Han pasado cuarenta años desde aquella noche trágica en las entrañas de Madrid. Aquellos días de miedo y también de coraje. No se me olvidará nunca una imagen que impúdicamente les cuento porque soy parte de ella: mi amigo Pep Mata y yo esperando en la antesala de un despacho de abogados y abogadas laboralistas. Estábamos allí, delegados por una asamblea de colegas, para ver qué conseguíamos contra el despido de una compañera de trabajo. Fue dos o tres días después de los asesinatos en la calle Atocha. Dice Mario Benedetti que el miedo también es una forma de coraje.

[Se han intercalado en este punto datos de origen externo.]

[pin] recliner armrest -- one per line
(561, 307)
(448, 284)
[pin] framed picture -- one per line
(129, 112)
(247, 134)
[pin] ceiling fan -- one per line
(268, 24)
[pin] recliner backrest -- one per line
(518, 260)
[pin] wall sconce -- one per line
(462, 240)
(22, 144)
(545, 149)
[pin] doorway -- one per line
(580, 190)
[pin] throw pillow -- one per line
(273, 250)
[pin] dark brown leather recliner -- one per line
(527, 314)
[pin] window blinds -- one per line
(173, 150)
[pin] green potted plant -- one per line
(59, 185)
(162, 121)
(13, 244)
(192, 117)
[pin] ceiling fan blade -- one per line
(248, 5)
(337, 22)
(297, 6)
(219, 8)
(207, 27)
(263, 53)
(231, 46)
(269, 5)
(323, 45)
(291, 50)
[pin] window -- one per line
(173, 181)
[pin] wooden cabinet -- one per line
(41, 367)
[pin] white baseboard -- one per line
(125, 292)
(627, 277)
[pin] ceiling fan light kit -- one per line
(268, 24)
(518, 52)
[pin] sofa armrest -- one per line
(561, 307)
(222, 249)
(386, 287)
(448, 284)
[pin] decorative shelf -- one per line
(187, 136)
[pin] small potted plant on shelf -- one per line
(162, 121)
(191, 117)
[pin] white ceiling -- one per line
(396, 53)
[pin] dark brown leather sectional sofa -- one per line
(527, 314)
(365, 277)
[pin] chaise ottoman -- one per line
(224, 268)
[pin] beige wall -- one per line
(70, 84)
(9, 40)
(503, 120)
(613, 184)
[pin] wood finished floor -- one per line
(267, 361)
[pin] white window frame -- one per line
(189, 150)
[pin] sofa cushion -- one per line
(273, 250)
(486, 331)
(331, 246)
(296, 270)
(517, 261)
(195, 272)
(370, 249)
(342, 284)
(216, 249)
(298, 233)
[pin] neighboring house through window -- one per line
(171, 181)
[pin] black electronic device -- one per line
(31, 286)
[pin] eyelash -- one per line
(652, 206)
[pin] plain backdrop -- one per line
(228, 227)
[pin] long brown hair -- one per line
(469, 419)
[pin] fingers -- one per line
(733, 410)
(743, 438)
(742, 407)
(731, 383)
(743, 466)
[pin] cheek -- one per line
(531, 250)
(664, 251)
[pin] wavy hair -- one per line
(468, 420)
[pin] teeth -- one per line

Eso lo dice el poeta y a lo mejor tiene razón. Pero aquella tarde, Pep y yo estábamos cagados de miedo. Sólo sentíamos el miedo. A veces la poesía es un arma -de presente o de futuro- pero otras veces es sólo eso: poesía. No sé si nuestros amigos Javier, Quique y Aurora -responsables del despacho laboralista- se acordarán de aquella tarde. Lo que sentían al hilo trágico que juntaba en aquellas horas ya tan lejanas la calle Atocha de Madrid con la de Cirilo Amorós en el corazón urbano de Valencia.

El día 24 de enero de 1977, llegadas las últimas horas de la noche, morían asesinados en Madrid cinco jóvenes demócratas, auxiliares y abogados laboralistas de CCOO. En el año 2003 fue levantado cerca de allí, en la Plaza de Antón Martín, un monumento en su recuerdo. La escultura es de Juan Genovés, que reprodujo el símbolo solidario que ya estaba en su obra El abrazo.

Por mi parte, hoy sólo quería dejar aquí ese pedazo de memoria rabiosamente agradecida que nunca habría de caer en el silencio y el olvido.